Wednesday, September 15, 2010

2) Duggan: Longitudnal analysis and 2) Dervin: Information needs and uses

Duggan and Julien's "Longitudinal analysis" is an empirical study that tested the claims by other researchers: Is information behavior multidisciplinary? what are the methods of the studies?, and Are these studies dealing with cognitive activities? They created content analysis categories in which to place literature published between 1984-1989 and 1995-1998.

While it seems like they did extensive research to determine if articles could apply to library science or information behavior, it is possible that Duggan et al. missed some sources, which would skew their results. As this paper was published more than 10 years ago, certain resources were not available to Duggen. A follow-up to this paper would be interesting; even if new search engines and databases don't make a difference in the ease of locating and categorizing documents, there certainly have been more work published that might change their results.

However, the results that Duggan did find were interesting: articles relating to library science were not often cited by papers in other fields and methods of research were generally still based on questionnaires, rather than more quantitative methods. It is possible that the relative youth of the field is a reason for these results, as librarians were not always concerned with the concept of information behavior. I also believe that that concept itself might be why there were so few scientific papers and why the papers were restrained to a few fields. The manner of how people search or the idea that someone's question might be just a part of a bigger information need seem to be abstract concepts.

I believe that more studies in the theories of information behaviors should be done. It remains a relevant field: with more content being made available online, it's not only librarians who need to remain focused on how people interact with all the information we have access to in this Information Age, but any company, organization, or person with a website who wants it to be findable. I agree with Dervin and Nilan, who in "Information needs and uses" argue that the field of information behavior needs to continue to define its theories and expand in new directions. They use seven criteria to establish a shift in mindset: the way we view information, the user, and the user experience; predict user behavior; our method for determining information needs; our approaches to research; and a new importance on the individual. The older methods of system-centered research and literature was unhelpful then, now it's practically irrelevant.

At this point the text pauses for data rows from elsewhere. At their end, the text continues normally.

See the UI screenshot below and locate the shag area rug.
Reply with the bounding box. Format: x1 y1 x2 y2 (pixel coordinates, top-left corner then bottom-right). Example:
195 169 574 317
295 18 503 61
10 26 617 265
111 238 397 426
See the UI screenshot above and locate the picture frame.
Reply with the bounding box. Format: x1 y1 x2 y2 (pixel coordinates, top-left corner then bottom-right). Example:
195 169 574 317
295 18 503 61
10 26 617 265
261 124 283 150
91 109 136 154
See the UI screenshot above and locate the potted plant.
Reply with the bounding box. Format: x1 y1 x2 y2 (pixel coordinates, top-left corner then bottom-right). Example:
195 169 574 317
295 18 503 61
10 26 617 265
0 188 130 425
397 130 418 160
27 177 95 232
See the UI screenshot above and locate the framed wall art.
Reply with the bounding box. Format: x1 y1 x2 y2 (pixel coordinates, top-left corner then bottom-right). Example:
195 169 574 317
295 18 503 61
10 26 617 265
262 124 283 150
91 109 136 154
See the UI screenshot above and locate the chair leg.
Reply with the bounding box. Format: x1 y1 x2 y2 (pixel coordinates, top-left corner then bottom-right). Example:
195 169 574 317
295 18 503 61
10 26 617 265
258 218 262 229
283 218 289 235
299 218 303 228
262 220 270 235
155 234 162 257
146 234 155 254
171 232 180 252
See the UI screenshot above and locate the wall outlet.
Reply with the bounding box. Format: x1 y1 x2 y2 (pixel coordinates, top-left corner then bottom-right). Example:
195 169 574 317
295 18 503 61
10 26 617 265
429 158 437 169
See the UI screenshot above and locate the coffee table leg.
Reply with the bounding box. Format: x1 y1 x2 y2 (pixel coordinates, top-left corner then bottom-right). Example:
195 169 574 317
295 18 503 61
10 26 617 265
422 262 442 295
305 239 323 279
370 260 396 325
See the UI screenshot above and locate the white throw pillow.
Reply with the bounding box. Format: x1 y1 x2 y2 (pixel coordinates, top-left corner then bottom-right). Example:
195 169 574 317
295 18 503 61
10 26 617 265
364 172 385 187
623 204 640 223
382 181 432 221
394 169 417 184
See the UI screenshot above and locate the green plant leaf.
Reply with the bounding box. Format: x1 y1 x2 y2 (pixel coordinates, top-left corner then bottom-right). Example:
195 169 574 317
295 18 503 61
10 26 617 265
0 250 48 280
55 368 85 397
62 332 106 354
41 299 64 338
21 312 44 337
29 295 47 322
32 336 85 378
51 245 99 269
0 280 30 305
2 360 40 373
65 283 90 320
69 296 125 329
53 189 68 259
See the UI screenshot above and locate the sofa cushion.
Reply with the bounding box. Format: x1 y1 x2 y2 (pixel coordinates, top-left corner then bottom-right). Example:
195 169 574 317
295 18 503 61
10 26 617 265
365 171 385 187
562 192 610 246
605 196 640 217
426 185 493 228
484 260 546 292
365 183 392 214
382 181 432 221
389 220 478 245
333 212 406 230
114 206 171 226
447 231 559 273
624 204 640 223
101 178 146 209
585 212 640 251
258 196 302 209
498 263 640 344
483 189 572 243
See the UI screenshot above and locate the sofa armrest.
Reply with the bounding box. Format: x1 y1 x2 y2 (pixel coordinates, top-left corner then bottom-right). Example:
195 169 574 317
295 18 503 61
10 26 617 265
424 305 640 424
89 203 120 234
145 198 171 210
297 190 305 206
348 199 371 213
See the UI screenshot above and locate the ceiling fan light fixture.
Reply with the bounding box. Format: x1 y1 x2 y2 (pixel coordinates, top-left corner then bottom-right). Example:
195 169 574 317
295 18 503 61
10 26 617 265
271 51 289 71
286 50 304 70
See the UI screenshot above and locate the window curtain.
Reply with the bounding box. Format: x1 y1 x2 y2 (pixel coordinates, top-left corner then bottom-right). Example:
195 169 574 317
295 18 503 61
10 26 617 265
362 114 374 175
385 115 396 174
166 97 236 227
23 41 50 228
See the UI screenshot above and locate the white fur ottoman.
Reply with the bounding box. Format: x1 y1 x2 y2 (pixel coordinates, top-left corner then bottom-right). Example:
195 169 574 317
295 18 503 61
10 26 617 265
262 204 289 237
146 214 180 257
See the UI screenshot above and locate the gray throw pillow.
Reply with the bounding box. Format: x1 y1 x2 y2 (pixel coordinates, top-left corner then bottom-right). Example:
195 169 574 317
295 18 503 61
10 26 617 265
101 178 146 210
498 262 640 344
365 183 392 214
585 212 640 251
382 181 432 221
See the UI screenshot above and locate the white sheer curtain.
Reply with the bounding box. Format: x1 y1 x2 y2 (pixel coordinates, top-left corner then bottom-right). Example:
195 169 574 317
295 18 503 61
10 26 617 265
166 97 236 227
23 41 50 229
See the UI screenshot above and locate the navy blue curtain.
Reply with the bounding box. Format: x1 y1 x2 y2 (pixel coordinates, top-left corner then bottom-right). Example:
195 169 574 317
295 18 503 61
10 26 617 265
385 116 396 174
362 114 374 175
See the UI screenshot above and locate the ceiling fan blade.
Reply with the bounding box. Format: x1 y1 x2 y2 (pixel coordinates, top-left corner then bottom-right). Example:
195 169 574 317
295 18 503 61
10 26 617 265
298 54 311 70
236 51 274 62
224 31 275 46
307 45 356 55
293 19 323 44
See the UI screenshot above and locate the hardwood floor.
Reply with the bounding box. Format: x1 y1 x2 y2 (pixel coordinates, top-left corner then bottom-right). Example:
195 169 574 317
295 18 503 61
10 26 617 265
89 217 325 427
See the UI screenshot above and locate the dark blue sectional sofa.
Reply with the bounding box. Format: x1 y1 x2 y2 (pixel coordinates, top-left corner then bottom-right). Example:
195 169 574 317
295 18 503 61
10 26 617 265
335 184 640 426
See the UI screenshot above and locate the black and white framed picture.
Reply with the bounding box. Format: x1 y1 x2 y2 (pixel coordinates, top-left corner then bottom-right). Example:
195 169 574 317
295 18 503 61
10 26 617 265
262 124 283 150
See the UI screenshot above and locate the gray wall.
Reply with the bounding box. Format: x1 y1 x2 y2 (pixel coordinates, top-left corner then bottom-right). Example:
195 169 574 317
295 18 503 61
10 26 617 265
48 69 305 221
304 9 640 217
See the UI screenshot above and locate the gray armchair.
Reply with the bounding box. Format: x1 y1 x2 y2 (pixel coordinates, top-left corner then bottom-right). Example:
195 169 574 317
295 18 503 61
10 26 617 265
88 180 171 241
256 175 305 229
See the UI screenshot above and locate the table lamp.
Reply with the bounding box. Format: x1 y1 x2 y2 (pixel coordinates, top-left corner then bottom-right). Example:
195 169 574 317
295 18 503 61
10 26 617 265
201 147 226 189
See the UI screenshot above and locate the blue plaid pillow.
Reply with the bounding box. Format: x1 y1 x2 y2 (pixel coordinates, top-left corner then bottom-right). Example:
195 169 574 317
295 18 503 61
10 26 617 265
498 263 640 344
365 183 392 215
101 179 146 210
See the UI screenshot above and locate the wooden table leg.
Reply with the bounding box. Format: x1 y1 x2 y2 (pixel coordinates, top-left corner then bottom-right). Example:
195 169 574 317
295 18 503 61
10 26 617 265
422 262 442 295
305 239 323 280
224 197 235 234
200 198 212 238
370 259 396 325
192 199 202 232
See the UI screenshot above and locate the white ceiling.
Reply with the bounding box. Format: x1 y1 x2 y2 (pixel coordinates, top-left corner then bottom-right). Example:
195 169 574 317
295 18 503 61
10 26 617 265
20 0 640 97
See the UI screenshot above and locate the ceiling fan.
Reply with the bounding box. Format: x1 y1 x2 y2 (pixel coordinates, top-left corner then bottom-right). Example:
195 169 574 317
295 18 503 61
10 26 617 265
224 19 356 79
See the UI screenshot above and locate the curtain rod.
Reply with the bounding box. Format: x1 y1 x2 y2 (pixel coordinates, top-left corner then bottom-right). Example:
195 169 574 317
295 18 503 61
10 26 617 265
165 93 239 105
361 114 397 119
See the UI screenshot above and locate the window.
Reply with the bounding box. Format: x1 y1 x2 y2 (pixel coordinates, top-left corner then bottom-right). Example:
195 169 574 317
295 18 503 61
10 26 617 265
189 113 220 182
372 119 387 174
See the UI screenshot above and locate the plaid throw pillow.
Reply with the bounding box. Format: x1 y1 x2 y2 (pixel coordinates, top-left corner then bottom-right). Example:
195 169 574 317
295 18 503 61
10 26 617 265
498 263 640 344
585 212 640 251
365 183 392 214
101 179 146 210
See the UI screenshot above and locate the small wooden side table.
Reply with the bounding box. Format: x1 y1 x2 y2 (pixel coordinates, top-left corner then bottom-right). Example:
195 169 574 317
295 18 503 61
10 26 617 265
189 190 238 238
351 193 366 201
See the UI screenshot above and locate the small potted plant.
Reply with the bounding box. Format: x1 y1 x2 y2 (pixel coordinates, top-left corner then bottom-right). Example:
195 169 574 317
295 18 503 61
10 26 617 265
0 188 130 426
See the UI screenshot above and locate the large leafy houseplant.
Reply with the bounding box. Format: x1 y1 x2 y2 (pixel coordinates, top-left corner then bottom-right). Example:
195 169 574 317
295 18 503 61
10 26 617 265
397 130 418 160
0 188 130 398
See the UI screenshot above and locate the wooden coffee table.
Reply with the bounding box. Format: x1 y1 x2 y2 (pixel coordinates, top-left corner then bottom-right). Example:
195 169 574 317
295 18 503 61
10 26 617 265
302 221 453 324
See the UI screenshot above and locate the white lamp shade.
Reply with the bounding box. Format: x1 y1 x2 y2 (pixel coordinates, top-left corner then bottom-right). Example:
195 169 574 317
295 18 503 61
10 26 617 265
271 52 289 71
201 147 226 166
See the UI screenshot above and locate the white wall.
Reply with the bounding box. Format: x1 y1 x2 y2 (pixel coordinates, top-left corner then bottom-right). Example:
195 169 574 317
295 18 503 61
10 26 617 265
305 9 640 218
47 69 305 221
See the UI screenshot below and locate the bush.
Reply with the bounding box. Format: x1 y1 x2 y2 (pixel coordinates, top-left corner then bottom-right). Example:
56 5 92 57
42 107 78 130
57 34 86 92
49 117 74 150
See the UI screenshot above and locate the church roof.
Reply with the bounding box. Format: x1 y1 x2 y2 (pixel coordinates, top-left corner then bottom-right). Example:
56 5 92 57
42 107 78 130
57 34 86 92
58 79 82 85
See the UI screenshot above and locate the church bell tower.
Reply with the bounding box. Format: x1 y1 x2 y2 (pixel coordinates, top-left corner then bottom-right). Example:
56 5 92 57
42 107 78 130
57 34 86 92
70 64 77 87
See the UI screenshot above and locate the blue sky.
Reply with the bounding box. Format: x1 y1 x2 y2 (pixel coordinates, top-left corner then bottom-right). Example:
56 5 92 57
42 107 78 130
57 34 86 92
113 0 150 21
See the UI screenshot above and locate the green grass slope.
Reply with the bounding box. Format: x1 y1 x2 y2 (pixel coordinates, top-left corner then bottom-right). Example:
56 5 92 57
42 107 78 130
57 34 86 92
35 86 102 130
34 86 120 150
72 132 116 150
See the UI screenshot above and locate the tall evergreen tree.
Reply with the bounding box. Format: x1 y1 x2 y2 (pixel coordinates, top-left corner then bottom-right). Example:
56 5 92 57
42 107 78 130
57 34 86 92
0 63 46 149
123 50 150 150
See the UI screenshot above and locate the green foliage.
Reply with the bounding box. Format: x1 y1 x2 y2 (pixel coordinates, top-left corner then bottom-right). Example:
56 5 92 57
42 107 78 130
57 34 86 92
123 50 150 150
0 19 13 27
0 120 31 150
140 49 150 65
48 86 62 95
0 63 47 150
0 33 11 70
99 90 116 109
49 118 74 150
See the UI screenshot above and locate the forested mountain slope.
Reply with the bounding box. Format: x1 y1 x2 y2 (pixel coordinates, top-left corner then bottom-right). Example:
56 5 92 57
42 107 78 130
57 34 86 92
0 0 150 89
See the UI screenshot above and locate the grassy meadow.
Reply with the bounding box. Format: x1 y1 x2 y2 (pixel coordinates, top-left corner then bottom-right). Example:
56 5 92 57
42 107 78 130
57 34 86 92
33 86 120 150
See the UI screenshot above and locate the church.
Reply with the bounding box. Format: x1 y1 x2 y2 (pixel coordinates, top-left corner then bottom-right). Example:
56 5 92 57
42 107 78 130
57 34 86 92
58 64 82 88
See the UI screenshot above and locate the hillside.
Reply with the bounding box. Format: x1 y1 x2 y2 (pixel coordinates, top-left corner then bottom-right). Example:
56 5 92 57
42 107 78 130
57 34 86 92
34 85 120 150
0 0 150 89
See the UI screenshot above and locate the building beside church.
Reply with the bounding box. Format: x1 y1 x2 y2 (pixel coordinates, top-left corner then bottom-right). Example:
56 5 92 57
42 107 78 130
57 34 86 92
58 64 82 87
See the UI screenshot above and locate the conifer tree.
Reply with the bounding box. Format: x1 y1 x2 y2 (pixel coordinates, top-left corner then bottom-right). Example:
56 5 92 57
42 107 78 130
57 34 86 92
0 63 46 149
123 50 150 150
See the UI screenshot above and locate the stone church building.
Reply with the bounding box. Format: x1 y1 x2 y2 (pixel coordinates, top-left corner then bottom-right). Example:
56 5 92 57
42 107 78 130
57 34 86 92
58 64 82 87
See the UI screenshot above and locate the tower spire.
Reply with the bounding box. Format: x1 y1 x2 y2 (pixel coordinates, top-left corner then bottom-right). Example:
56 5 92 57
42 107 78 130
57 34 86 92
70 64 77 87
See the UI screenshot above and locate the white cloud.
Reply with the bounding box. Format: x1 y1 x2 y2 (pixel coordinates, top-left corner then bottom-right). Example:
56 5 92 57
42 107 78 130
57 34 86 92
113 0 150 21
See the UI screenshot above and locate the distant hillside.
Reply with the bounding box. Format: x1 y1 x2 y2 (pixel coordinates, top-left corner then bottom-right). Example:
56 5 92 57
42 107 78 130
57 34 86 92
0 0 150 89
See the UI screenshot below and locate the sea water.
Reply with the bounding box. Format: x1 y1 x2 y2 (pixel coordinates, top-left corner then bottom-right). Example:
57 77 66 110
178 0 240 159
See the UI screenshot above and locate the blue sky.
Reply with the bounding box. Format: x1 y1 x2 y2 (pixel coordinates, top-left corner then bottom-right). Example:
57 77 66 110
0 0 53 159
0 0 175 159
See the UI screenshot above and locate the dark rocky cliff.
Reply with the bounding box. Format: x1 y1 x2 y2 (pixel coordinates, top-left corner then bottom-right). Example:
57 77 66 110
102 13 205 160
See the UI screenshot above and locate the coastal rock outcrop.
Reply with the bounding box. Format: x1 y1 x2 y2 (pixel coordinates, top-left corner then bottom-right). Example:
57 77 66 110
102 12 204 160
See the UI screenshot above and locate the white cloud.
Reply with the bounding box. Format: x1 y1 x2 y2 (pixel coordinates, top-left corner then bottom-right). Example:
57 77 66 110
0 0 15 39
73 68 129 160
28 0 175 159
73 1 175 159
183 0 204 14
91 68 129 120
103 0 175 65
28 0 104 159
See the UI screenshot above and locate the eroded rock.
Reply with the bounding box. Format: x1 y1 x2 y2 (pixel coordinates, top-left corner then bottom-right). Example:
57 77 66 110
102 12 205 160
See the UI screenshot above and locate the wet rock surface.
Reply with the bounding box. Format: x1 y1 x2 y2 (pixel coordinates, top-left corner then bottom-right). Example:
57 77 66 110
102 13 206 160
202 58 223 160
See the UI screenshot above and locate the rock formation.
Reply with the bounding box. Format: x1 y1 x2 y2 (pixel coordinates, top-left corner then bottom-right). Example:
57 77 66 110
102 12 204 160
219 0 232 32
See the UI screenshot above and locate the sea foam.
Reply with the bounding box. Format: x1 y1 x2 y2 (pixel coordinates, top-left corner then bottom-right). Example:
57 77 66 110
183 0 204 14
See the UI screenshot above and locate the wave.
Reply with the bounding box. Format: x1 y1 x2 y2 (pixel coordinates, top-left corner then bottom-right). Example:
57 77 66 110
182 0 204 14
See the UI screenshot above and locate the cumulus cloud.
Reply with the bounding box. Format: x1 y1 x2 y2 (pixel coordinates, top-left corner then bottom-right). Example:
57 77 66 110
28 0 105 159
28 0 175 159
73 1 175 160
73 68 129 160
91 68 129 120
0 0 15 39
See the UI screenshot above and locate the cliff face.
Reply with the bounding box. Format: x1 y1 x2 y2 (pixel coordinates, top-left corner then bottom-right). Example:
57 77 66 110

Since the Internet is available to such a wide spectrum of people, users can come from an array of backgrounds and situations (as Dervin calls them in "From the mind’s eye of the user: The sense-making qualitative-quantitative methodology") or ASKs (as Bates call them); information retrieval systems need to be approachable and usable by people with a variety of education, intellect, experience with IR systems, and expectations. By doing more research into the user as an individual, IR systems will be be able to adapt to better serve those who use them. The system-focused paradigm relies too heavily on stereotypes and assumptions about the users. And while demographics may seem like an appropriate method of distinction in a small library system, in a library that serves a large population, like the one I patronize in Brooklyn, the patrons can't be placed into neat groups.

To return to Duggan and Julien, I believe it's important that articles written about and for library science or information behavior should cross-reference and be cross-referenced by other fields. Users draw from a vast and complex network of experience and knowledge, and not just from their understanding of library/information science. Information behavior is not exclusive to one field since the users aren't exclusive.